Sex (Regie: Dag Johan Haugerud)
Überraschend lustige Komödie um die Verunsicherung des modernen Manns der Mittelschicht.
Zwei Schornsteinfeger – Familienväter mittleren Alters – unterhalten sich: der eine erzählt von einem wiederkehrenden Traum, in dem ihn David Bowie wie eine Frau anschaut, der andere von einem spontanen Sex-Zwischenfall mit einem Mann.
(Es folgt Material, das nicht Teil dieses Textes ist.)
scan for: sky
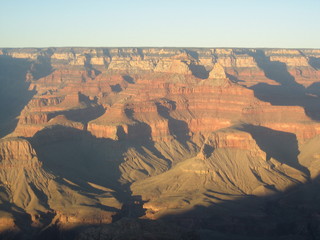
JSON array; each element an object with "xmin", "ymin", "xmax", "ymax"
[{"xmin": 0, "ymin": 0, "xmax": 320, "ymax": 48}]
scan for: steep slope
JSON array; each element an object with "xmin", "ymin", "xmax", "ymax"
[{"xmin": 0, "ymin": 138, "xmax": 121, "ymax": 232}]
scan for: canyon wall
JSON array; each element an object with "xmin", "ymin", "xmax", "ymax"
[{"xmin": 0, "ymin": 48, "xmax": 320, "ymax": 238}]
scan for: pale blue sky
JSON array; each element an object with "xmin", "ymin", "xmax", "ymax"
[{"xmin": 0, "ymin": 0, "xmax": 320, "ymax": 48}]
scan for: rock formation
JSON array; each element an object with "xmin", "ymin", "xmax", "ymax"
[{"xmin": 0, "ymin": 48, "xmax": 320, "ymax": 238}]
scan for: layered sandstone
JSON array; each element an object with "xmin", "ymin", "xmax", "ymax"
[{"xmin": 0, "ymin": 48, "xmax": 320, "ymax": 236}]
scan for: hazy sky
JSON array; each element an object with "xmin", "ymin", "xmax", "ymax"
[{"xmin": 0, "ymin": 0, "xmax": 320, "ymax": 48}]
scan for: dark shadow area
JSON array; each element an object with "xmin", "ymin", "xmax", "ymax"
[
  {"xmin": 307, "ymin": 82, "xmax": 320, "ymax": 98},
  {"xmin": 84, "ymin": 54, "xmax": 101, "ymax": 79},
  {"xmin": 309, "ymin": 57, "xmax": 320, "ymax": 70},
  {"xmin": 184, "ymin": 49, "xmax": 199, "ymax": 61},
  {"xmin": 110, "ymin": 84, "xmax": 122, "ymax": 93},
  {"xmin": 247, "ymin": 50, "xmax": 320, "ymax": 121},
  {"xmin": 122, "ymin": 75, "xmax": 135, "ymax": 84},
  {"xmin": 189, "ymin": 64, "xmax": 209, "ymax": 79},
  {"xmin": 156, "ymin": 99, "xmax": 190, "ymax": 146},
  {"xmin": 239, "ymin": 125, "xmax": 310, "ymax": 176},
  {"xmin": 29, "ymin": 125, "xmax": 126, "ymax": 189},
  {"xmin": 15, "ymin": 177, "xmax": 320, "ymax": 240},
  {"xmin": 30, "ymin": 49, "xmax": 53, "ymax": 80},
  {"xmin": 48, "ymin": 93, "xmax": 106, "ymax": 125},
  {"xmin": 226, "ymin": 73, "xmax": 244, "ymax": 83},
  {"xmin": 0, "ymin": 56, "xmax": 35, "ymax": 138},
  {"xmin": 202, "ymin": 144, "xmax": 214, "ymax": 158}
]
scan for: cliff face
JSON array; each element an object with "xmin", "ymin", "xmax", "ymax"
[{"xmin": 0, "ymin": 48, "xmax": 320, "ymax": 238}]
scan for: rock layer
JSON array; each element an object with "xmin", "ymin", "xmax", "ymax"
[{"xmin": 0, "ymin": 48, "xmax": 320, "ymax": 238}]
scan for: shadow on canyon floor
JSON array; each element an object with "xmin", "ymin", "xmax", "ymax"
[
  {"xmin": 0, "ymin": 56, "xmax": 35, "ymax": 138},
  {"xmin": 247, "ymin": 50, "xmax": 320, "ymax": 121},
  {"xmin": 239, "ymin": 124, "xmax": 310, "ymax": 177},
  {"xmin": 3, "ymin": 125, "xmax": 320, "ymax": 240},
  {"xmin": 4, "ymin": 174, "xmax": 320, "ymax": 240}
]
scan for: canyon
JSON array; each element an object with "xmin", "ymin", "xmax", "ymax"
[{"xmin": 0, "ymin": 47, "xmax": 320, "ymax": 239}]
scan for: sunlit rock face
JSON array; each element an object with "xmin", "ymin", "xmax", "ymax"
[{"xmin": 0, "ymin": 48, "xmax": 320, "ymax": 236}]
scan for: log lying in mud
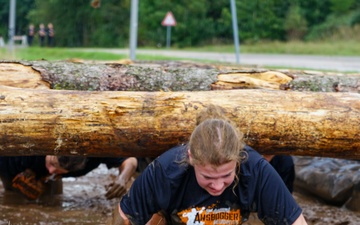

Beide sind verwirrt und verdiskutieren ausführlich und äußerst trocken ihre Gedanken dazu.
Das macht trotz zwei Stunden Spielzeit enorm viel Vergnügen, als hätte Woody Allen mit Aki Kaurismäki ein Drehbuch über heterosexuellen Gay-Sex geschrieben.
Sons (Regie: Gustav Möller)
Gustav Möllers Knastdrama überrascht mit seiner Perspektive: diesmal ist eben nicht, wie schon so oft gesehen, der Eingekerkerte im Zentrum, sondern eine Wächterin (Side Babett Knudsen aus „Borgen“), die zumindest zu Beginn auch noch mehr wie die liebe Mutter der Kompanie wirkt und ihren Häftlingen herzlich einen guten Morgen wünscht.
Doch als ein neuer Straffälliger angeliefert wird, verändert sich ihr Verhalten ins andere Extrem. Offensichtlich haben die beiden eine Vorgeschichte, was Möller geschickt lange nicht ausbuchstabiert. Gegen Ende wird “Sons” konventioneller, bleibt aber ein spannendes Drama um Schuld und Rache.
Ich (Regie: Bettina Flitner)
Herrlicher Kurzfilm über den Genie-Kult des Neuen Deutschen Films.
Bettina Flitner nimmt die wie eine Monstranz vor sich hergetragene, vorgebliche Kommerz-Abscheu ebenso gekonnt aufs Korn wie die Selbstbezogenheit der Szene. Wenders und Fassbinder standen hier sicherlich Pate.
Eine junge Hella von Sinnen spielt in vier Rollen mit breitestem rheinischen Dialekt Mutti, Tante, Kinobesitzerin und ehemalige Lehrerin.